- Interactive map of the Sallie House area

General information
- Location: 508 N 2nd St, Atchison, KS 66002, Atchison, Kansas, United States
- Coordinates: 39°33′59.7″N 95°6′53.0″W﻿ / ﻿39.566583°N 95.114722°W

Website
- https://visitatchison.com/highlight/sallie-house

= Sallie House =

19th century house in Atchison, Kansas

The Sallie House is located in Atchison, Kansas. Built in the mid-1800s, it is said to be haunted by the ghost of a young girl who died in the house while undergoing surgery for appendicitis. The story gained national attention after it was featured on several paranormal television shows.

== History ==
The Sallie House was built in the mid-1800s, commissioned by the Finney family and home to Dr. Charles Finney. He practiced medicine from the house, using the bottom floor for surgery and examination, and a bedroom as an office. The Finney family lived upstairs until moving out due to a lack of space.

The house was listed on the real estate website Zillow for $1 million in February 2016, dropped to $499,000 in August, and taken off market in November 2017.
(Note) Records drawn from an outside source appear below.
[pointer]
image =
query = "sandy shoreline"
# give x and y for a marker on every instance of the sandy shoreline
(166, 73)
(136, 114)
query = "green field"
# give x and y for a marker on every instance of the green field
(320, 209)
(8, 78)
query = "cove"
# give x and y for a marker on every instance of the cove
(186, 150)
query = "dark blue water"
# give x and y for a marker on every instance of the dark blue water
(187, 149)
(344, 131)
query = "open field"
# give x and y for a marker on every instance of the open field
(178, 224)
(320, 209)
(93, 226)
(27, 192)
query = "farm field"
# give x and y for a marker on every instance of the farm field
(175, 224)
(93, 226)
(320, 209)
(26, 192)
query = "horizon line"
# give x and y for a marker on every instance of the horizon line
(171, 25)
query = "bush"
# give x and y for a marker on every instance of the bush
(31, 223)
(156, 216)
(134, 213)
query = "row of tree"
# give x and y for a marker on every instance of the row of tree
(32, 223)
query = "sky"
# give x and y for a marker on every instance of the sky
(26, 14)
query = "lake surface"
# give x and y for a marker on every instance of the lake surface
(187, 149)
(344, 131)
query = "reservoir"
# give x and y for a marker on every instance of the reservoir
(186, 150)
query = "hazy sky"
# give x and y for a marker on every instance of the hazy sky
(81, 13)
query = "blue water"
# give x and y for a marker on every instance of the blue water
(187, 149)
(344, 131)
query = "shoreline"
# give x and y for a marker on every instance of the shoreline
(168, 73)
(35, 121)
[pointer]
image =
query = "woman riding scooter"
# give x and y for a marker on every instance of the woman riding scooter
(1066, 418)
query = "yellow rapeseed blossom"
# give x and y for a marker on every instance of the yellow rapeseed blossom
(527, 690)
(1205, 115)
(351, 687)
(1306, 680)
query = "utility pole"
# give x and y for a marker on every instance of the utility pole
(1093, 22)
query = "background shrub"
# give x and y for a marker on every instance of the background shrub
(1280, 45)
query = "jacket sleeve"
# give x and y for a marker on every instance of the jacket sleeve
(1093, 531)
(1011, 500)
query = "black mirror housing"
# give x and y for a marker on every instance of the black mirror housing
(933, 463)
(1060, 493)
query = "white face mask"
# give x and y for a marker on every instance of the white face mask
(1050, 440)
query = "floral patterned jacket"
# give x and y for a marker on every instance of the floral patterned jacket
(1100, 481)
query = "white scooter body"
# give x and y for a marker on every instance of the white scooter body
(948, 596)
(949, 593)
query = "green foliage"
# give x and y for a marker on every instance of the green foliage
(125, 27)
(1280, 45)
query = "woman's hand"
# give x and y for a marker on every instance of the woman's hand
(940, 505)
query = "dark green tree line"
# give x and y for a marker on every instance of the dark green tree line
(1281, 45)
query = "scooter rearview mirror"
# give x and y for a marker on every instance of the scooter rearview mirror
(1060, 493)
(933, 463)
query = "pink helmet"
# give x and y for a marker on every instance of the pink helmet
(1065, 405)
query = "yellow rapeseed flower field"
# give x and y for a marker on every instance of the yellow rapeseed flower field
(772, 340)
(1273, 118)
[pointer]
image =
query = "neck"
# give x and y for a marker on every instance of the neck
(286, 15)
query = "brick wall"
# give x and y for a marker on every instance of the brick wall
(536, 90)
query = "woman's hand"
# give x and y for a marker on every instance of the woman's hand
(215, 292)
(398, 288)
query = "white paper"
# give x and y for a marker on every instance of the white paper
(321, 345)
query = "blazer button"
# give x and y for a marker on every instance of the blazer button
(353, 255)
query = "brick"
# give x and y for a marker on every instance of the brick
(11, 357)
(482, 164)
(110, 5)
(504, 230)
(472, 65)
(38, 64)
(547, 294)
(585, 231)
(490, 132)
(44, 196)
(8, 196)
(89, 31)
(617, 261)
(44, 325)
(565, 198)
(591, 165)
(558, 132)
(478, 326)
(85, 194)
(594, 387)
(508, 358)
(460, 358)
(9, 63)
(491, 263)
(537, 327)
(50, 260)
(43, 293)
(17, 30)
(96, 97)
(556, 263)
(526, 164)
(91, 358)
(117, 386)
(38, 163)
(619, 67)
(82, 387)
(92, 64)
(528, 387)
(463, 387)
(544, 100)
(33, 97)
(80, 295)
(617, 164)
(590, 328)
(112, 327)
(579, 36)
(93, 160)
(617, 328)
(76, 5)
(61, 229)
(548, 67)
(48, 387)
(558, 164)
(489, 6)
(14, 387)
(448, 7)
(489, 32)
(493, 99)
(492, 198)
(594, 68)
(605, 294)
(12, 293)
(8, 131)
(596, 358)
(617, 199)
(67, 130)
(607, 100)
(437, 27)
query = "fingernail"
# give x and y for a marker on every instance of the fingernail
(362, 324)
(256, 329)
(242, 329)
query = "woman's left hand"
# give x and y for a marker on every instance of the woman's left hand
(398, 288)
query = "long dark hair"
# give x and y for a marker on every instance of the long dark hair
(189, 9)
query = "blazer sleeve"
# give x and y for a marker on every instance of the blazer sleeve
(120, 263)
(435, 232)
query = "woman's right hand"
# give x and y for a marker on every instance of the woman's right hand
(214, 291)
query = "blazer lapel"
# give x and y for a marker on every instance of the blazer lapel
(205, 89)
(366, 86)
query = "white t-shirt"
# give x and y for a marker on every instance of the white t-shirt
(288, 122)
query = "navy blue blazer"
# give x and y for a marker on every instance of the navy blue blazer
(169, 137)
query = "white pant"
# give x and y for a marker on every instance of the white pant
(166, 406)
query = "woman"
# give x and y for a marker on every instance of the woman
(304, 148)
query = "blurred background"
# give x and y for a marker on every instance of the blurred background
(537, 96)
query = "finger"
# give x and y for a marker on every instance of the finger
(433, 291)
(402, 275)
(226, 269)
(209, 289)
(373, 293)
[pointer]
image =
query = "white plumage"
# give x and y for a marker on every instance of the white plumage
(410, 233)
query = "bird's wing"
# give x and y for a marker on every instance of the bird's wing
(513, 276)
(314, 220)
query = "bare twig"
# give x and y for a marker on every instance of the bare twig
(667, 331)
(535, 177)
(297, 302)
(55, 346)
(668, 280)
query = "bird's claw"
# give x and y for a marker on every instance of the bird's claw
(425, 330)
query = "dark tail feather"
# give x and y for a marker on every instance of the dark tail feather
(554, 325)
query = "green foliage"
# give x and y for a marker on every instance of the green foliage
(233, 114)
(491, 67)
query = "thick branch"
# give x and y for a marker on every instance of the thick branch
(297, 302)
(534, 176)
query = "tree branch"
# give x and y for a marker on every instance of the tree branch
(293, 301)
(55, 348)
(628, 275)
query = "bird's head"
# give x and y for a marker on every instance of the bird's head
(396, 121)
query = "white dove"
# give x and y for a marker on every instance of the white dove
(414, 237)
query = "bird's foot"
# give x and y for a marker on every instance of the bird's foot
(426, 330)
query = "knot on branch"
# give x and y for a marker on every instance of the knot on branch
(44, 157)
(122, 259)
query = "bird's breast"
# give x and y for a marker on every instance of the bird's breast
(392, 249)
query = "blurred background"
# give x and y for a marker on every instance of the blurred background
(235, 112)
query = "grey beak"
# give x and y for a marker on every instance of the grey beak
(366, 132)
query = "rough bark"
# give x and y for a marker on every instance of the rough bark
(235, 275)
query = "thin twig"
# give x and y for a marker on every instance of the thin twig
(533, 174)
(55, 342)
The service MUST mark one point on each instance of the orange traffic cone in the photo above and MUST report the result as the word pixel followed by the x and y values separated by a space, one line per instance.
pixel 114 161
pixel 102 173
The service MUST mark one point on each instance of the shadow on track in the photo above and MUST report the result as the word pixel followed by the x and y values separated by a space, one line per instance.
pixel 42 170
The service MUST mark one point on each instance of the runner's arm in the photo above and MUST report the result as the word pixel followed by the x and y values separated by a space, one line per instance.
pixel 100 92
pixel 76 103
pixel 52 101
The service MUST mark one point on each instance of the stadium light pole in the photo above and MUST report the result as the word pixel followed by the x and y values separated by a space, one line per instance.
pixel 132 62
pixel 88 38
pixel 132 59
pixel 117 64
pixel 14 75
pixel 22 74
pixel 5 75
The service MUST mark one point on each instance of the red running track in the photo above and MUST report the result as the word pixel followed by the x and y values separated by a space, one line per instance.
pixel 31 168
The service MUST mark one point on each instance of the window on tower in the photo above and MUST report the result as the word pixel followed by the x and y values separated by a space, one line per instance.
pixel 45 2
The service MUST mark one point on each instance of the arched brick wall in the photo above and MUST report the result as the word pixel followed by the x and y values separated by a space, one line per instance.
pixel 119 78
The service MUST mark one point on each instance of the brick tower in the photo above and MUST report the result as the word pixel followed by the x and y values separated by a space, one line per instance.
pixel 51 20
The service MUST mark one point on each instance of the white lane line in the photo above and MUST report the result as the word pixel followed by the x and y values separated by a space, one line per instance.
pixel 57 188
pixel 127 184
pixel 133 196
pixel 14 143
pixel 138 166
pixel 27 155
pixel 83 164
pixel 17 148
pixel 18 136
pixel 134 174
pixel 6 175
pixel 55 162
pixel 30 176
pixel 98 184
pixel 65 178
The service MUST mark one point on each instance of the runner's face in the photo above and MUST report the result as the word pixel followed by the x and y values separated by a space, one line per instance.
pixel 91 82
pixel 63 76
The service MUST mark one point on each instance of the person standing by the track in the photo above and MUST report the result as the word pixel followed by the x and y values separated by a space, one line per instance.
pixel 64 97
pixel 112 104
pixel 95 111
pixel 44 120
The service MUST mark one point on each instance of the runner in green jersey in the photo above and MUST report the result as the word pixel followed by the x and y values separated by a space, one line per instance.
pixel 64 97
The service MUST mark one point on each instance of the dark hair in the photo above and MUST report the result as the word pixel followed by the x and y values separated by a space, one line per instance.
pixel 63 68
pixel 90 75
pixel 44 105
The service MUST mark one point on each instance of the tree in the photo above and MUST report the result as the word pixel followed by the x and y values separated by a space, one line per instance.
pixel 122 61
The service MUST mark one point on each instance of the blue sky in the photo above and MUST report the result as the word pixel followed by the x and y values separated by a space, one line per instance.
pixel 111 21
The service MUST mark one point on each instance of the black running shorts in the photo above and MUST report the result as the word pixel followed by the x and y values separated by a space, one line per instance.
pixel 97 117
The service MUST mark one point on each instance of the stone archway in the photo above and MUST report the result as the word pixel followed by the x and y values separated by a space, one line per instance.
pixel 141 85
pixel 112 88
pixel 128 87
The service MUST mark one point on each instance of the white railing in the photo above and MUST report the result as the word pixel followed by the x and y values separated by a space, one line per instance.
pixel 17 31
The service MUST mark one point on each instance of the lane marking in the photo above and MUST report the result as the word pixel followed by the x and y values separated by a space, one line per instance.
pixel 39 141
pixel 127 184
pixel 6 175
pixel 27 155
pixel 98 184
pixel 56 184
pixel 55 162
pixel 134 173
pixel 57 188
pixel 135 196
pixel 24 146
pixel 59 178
The story about Finney is completely untrue, however. His mother lived in that house and he never practiced medicine there. Also, there’s no record of a little girl named Sallie living in the town, let alone dying there. The house was constructed in 1890 so the stories that the house was built in the early to mid 1800s is also untrue.

== Haunting ==
The Sallie House is reported to be haunted by the ghost of a young girl who died there. However, census records show no Sallie was living in Atchison during the time period that is now claimed. No Sallie was born, nor died in Atchison, period, let alone in this house. The Atchison Hospital had already been built by this time, and Dr. Finney did not practice medicine here. According to the legend, a child named Sallie was brought to Dr. Finney's house by her mother for severe abdominal pain. He thought that she had appendicitis and began emergency surgery, as he believed that Sallie's appendix was about to rupture. However, he cut into her before the anaesthetic took effect, killing her as a result. However, Finney’s reputation (ruined by these lies) was good until the 1990s, and Finney actually served as elected mayor of Atchison. Surely a child murderer wouldn’t have held such high esteem in the community. Furthermore, there are no contemporary accounts of the Sallie rumor until Tony and Debra Pickman invented it.

No former or subsequent tenants have reported any paranormal activity. The Pickmans allege the opposite, claiming by male residents and visitors have been scratched until they bled, which has led to Sallie being dubbed "The Man Hating Ghost".

In the 1990s, the house was featured on the paranormal investigations television show Sightings. On January 17, 2015, it appeared on an episode of the Travel Channel series Ghost Adventures.